I have tried to practice and learn more about servant leadership over the years, especially after moving into a management role. I’ve learned if you earnestly put others’ needs before your own, on the whole, your needs will be advanced. Bill Gates says that as we look into the next century, leaders will be those who empower others. Further, it is a practice one should exercise in every facet of life — not just at work, but at home with family and in the community with your neighbors. I’ve seen great success when I have practiced it, and I have crashed and burned in spectacular fashion when I have taken a hard position of self-centeredness. We’ve all seen that style of self-focused leadership. It alienates and aggravates, rather than promoting an environment for success.

Fast-forward 25 years, and this past month I found myself alongside our founder Earl and our Vice President Jeremy Osterberger attending a conference by management guru John Maxwell on servant leadership. Maxwell says, “True leadership must be for the benefit of the followers, not to enrich the leader.”

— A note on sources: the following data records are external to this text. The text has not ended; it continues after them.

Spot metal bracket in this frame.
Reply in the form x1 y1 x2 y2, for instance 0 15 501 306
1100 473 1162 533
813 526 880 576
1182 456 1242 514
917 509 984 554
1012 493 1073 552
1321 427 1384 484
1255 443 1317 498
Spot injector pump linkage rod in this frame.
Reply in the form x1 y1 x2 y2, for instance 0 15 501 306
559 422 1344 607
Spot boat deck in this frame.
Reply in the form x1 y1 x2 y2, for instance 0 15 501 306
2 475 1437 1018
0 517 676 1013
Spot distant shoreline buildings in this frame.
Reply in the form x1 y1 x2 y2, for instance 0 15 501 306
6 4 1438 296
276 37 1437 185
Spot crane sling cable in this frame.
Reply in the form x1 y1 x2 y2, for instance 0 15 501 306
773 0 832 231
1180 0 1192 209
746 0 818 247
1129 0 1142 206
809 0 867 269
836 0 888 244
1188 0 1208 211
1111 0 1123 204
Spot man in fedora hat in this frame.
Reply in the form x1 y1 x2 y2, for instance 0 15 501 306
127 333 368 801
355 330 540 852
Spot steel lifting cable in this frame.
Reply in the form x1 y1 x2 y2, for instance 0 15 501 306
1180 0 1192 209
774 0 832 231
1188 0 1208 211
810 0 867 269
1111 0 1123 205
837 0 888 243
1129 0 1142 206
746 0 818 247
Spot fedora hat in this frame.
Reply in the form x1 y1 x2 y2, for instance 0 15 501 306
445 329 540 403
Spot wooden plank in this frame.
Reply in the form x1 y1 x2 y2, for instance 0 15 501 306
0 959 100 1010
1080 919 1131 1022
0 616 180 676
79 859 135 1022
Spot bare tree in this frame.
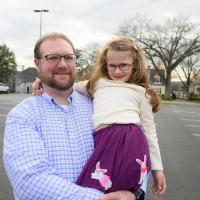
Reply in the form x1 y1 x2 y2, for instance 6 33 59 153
76 42 100 80
118 16 200 99
175 54 200 96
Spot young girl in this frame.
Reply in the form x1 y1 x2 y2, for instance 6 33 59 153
33 36 166 197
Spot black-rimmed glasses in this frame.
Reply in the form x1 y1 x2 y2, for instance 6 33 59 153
42 54 76 63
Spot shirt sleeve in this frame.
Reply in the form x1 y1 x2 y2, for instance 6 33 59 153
3 107 103 200
139 93 163 170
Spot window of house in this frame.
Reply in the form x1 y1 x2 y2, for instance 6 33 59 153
153 75 161 84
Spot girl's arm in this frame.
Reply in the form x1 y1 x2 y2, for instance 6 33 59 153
139 93 163 170
73 80 89 95
139 93 166 196
32 78 44 96
32 79 89 96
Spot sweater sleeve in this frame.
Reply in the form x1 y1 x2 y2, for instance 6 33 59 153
139 93 163 170
73 80 89 95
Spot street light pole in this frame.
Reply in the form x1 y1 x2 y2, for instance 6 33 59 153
34 9 49 38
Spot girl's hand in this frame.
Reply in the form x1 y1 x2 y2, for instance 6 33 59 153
32 78 44 96
151 170 166 196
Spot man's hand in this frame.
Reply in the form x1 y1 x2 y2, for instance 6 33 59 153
100 190 136 200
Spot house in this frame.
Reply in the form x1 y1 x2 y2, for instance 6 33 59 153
189 70 200 96
147 68 165 95
189 82 200 96
15 68 38 94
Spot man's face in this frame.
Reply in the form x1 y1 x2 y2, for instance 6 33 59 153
34 38 76 91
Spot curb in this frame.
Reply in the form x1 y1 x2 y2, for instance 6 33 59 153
161 100 200 107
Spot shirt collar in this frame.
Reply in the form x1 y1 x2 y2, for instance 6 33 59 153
42 92 74 106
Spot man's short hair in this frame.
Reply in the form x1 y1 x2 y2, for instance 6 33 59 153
34 32 76 59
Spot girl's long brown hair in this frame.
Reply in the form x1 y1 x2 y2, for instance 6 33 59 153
86 36 160 113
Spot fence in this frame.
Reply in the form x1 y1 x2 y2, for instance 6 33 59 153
173 91 188 99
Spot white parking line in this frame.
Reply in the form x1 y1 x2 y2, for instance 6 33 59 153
173 110 195 113
0 114 7 117
192 134 200 137
180 118 200 122
185 125 200 127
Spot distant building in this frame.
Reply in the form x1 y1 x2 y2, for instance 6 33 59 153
147 68 165 95
190 70 200 96
189 82 200 96
15 68 37 94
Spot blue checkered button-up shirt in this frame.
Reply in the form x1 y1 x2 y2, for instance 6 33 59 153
3 91 103 200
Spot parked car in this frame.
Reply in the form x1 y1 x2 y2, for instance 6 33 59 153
0 83 10 93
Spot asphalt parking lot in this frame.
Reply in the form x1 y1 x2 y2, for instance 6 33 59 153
0 94 200 200
0 94 30 200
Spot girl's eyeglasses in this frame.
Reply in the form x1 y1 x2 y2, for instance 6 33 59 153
106 63 133 71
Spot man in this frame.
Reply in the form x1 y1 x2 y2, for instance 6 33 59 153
3 33 144 200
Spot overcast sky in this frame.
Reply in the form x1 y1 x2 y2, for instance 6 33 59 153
1 0 200 70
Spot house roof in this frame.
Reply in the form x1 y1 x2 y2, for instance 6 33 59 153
147 68 165 85
15 67 38 83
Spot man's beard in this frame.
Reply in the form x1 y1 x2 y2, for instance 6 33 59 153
39 69 75 91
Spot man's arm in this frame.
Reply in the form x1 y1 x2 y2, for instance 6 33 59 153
3 106 102 200
100 190 136 200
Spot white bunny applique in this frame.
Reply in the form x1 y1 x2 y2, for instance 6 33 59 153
136 154 147 185
91 161 112 190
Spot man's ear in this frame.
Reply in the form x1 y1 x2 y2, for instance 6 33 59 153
34 58 40 68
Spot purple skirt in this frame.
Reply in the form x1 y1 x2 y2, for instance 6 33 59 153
76 124 151 193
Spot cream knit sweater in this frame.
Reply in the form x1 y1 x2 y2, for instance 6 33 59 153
74 78 163 170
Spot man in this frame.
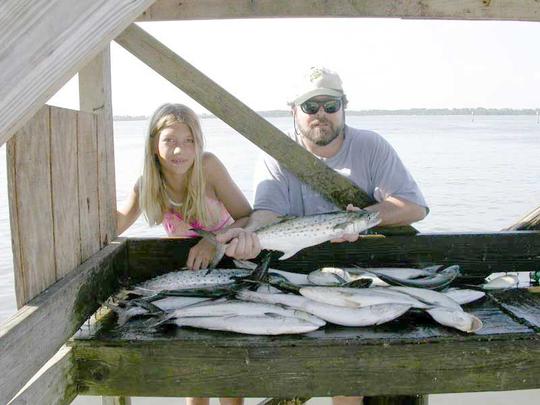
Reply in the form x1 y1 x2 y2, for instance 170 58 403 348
218 66 428 259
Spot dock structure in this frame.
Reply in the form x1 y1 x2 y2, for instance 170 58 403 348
1 1 539 404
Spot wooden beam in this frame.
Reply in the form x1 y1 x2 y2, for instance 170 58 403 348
0 0 156 148
137 0 540 21
72 334 540 397
505 206 540 231
125 232 540 283
115 24 415 235
7 106 56 307
8 346 77 405
0 239 127 405
79 46 118 247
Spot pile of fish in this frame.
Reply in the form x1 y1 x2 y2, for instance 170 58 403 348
107 258 520 336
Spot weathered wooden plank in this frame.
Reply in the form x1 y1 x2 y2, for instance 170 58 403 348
77 112 101 261
102 397 132 405
6 106 56 307
364 396 428 405
125 232 540 283
114 24 416 235
257 399 310 405
489 289 540 330
8 346 77 405
79 46 117 248
0 239 127 405
72 331 540 397
51 107 81 278
138 0 540 22
505 205 540 231
0 0 156 147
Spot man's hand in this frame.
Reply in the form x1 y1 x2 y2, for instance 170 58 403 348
186 238 217 270
216 228 262 260
331 204 363 243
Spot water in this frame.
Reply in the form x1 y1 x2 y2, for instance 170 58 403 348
1 115 539 321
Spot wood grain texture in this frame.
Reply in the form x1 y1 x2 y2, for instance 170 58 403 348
489 289 540 330
72 328 540 397
0 239 127 405
50 107 81 278
8 346 77 405
79 46 117 247
138 0 540 21
114 25 414 228
505 205 540 231
77 112 101 261
0 0 156 147
125 232 540 284
6 106 56 307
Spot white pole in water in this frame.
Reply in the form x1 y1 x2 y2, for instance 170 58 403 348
471 110 475 122
537 110 539 124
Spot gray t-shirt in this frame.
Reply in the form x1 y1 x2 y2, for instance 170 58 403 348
253 125 428 216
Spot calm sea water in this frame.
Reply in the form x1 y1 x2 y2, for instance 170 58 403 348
1 115 539 322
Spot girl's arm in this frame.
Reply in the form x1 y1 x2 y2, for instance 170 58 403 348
116 179 142 235
204 153 252 222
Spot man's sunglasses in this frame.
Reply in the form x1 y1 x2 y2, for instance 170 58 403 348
300 99 342 115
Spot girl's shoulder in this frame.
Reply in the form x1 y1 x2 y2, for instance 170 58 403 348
202 152 226 176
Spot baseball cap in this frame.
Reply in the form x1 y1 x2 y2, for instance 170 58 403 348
288 66 344 106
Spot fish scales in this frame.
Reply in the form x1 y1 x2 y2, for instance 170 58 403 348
256 210 380 260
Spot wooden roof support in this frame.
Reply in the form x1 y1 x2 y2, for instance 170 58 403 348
0 0 156 148
8 346 76 405
115 24 416 234
138 0 540 22
505 205 540 231
0 240 126 405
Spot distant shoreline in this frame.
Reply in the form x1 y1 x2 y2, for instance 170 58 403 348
114 108 539 121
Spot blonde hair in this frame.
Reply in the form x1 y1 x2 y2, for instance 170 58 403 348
139 103 211 227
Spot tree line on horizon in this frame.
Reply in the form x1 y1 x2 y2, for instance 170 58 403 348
113 107 539 121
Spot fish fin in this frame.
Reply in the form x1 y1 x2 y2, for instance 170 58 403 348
332 220 353 231
233 259 258 270
130 298 164 314
275 215 297 222
191 228 225 270
278 249 302 260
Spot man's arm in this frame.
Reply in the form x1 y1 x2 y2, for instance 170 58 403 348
365 196 427 226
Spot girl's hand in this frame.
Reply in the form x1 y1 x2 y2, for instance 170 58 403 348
186 238 217 270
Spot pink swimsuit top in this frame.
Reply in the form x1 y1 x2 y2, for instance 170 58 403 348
162 197 234 238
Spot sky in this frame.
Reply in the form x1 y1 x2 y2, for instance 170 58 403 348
48 18 540 115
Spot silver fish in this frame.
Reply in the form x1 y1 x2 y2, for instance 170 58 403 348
256 210 381 260
482 274 519 290
107 296 211 326
388 286 463 310
426 307 483 333
444 289 486 305
366 265 461 290
133 268 252 295
237 289 411 327
307 266 441 287
233 259 310 285
171 314 321 335
161 299 325 327
299 286 431 309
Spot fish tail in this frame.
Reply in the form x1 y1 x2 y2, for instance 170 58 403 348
191 228 226 269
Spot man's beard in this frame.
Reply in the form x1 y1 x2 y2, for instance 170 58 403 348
299 118 344 146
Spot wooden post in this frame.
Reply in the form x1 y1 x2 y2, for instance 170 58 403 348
79 45 117 247
0 0 157 147
504 205 540 231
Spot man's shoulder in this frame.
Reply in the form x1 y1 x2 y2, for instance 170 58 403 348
345 126 387 149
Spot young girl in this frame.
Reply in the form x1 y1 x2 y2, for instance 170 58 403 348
117 103 252 272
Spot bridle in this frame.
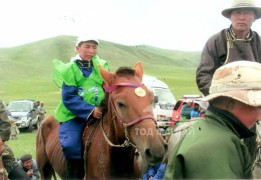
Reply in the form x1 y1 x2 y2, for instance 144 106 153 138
101 82 155 148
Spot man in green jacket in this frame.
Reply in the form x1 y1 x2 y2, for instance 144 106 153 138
165 61 261 179
0 100 30 179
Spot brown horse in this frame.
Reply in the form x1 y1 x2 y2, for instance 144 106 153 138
36 62 168 179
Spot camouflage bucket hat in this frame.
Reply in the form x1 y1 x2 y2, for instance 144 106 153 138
201 61 261 106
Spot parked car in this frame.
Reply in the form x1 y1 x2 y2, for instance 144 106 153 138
170 95 209 127
6 99 41 132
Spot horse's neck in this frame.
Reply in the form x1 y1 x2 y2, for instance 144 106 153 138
102 97 140 176
110 145 138 176
104 109 137 156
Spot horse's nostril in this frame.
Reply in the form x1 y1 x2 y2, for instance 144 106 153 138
145 144 167 164
145 148 152 158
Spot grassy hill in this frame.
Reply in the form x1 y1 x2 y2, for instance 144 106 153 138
0 35 201 114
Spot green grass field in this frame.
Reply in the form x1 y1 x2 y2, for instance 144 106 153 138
6 130 38 159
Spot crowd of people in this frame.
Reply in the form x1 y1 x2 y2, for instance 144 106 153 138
180 99 205 120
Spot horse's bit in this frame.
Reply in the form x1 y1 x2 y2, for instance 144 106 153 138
101 82 155 148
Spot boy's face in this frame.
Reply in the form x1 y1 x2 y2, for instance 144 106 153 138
76 41 98 61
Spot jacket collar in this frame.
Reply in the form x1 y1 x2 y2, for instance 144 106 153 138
206 105 256 139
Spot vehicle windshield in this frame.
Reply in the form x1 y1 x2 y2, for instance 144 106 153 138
154 89 176 110
8 102 32 112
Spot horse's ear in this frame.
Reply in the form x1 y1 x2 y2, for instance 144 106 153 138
98 65 115 85
135 61 143 81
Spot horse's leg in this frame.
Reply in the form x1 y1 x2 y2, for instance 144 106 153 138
36 115 57 179
45 129 66 179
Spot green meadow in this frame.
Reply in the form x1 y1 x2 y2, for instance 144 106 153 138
1 35 202 159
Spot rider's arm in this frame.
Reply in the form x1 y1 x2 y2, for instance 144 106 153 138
62 83 95 120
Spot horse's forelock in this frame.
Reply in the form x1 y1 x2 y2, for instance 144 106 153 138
115 67 135 77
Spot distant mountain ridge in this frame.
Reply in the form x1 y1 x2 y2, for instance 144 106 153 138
0 35 201 106
0 35 201 70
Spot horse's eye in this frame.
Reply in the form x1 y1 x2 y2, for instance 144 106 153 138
117 102 125 108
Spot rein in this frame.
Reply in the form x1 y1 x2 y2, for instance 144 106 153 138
101 82 155 148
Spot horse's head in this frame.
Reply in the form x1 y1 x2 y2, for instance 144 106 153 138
99 62 168 165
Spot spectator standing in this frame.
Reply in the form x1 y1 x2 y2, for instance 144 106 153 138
180 99 193 120
196 0 261 95
10 122 19 140
38 102 46 121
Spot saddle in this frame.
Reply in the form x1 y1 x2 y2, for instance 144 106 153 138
82 117 101 155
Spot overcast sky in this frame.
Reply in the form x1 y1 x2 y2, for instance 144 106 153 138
1 0 261 51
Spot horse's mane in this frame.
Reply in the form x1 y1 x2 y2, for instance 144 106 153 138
99 66 137 113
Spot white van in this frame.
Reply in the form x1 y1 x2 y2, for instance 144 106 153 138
143 75 176 128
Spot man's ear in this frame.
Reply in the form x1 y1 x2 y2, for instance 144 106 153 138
226 99 235 110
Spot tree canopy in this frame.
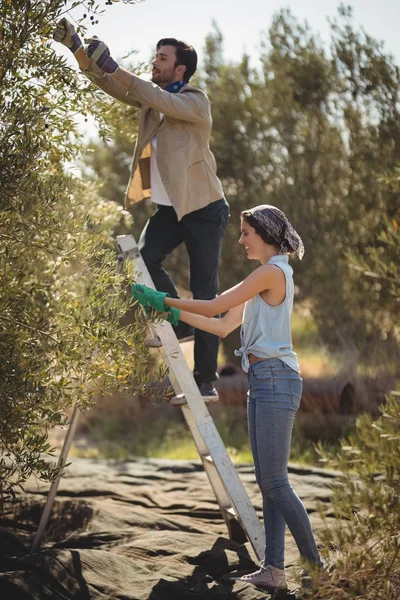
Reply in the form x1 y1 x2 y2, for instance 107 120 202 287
202 8 400 365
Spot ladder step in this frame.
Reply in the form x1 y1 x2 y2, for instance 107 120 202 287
116 234 265 560
171 394 220 406
148 333 195 349
147 335 163 348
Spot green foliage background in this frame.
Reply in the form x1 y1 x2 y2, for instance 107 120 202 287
202 8 400 365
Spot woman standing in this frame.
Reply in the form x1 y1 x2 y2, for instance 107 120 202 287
132 205 324 593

It was great to reinforce old lessons and learn new corollaries of the axiom of servant leadership. Like much wisdom, it seems quite self-evident when you hear it or read it. But receiving the wisdom by communication instead of through firsthand experience allows a willing learner to implement it faster and more readily, providing a broader and easier path to success.

While we work to serve our marketing partners and our employees, we at BIC Magazine truly endeavor to serve you, our readers, by including relevant content to help you in your job and outside of work to provide you a broader and easier path to your own success.

In this issue of BIC, we include insight from U.S. Department of Energy Secretary Rick Perry, BASF Senior Vice President of Petrochemicals Heather Remley and Vice President of Business Management for Basic Petrochemicals North America Andre Wehrmann, Louisiana Chemical Dismantling Co. President Jay Schwall and Hemco Industries Director of Marketing Jared Williams.

We also include the latest in procurement tips, industry outlooks, maintenance effectiveness, improving turnarounds and more.

Thank you to each of you for your continued support as we begin a new year!